Runtime translations:
- Project example - https://github.com/ttag-org/CRA-runtime-example
- Demo - https://ttag-org.github.io/CRA-runtime-example/
The first and the obvious approach is to load translations right before ReactDom.render
.
Let's make our translation .po
file loadable. As webpack supports json load out of the box - let's transform .po
to .json
with ttag-cli
:
npx ttag po2json i18n/uk.po > i18n/uk.po.json
After this we can load and apply appropriate language on the application start:
import { addLocale, useLocale } from 'ttag';
const locale = getLocale(); // fetch locale code from cookies, url, localStorage e.t.c
if (locale !== 'en') {
// load json file with translations
const translationsObj = require(`../i18n/${locale}.po.json`);
addLocale(locale, translationsObj);
useLocale(locale);
}
More implementation details can be found in the example repository - https://github.com/ttag-org/CRA-runtime-example.
Precompiled translations
The second approach is to make a separate build for each locale.

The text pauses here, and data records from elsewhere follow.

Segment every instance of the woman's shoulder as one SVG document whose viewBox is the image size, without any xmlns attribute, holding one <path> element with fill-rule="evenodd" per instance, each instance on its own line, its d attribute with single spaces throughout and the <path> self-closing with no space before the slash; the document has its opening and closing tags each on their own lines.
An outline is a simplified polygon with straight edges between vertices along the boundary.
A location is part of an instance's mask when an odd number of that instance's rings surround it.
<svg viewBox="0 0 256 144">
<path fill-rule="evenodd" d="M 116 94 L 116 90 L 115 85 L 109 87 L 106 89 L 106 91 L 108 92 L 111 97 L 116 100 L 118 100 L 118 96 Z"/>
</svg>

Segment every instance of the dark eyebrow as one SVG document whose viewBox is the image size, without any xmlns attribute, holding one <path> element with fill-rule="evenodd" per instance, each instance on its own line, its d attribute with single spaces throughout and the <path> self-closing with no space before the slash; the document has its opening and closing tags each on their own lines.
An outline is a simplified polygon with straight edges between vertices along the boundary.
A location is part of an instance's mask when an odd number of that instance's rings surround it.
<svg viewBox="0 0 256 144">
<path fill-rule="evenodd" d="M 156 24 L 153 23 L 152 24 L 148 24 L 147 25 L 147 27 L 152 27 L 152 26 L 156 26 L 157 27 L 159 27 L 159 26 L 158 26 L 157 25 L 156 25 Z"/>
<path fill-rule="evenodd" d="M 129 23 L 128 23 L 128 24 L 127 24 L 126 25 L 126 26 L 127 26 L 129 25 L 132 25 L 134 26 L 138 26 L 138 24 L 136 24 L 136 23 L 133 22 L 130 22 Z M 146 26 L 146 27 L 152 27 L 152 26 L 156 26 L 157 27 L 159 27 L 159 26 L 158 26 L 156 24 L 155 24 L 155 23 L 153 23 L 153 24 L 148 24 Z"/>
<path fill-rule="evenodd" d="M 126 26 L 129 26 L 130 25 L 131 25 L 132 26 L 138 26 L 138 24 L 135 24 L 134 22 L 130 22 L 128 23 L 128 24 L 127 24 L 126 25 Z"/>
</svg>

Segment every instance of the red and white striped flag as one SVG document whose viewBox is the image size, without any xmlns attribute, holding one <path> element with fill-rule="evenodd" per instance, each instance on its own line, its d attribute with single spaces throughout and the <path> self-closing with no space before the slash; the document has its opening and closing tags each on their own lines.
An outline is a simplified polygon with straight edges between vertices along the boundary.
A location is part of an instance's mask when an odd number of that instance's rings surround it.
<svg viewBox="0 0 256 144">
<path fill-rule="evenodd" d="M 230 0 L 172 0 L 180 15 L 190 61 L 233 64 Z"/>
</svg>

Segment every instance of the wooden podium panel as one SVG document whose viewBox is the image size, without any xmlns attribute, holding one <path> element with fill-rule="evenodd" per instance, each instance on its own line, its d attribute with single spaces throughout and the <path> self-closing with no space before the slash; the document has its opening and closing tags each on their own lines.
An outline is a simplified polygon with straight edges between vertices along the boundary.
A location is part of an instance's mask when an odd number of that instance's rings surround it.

- Project example - https://github.com/ttag-org/CRA-precompile-example
- Demo - https://ttag-org.github.io/CRA-precompile-example/
Pros
- No extra step for translations download and initialization (all translated strings are already placed right into the sources)
- Less traffic overhead.
Cons
- Separate build for each language.
To be able to place the translated strings into the sources we need to use babel-plugin-ttag
. Because we don't want to eject
CRA - we can use ttag.macro
:
CRA goes with babel-plugin-macros
installed. You can read more about the macro approach here
npm i -D ttag.macro
Let's add the macro config to the root:
babel-plugin-macros.config.js
module.exports = process.env.LOCALE
? {
ttag: { resolve: { translations: `i18n/${process.env.LOCALE}.po` } },
}
: {};
This config will allow us to apply babel-plugin-ttag
with options.
You can read more about babel-plugin-ttag options here
After that you can run your project with another locale setting:
LOCALE=uk npm run start
We should see that our translation was placed right into the source files.
Please, refer to the source code for more details on how you can build and deploy your app with precompile approach.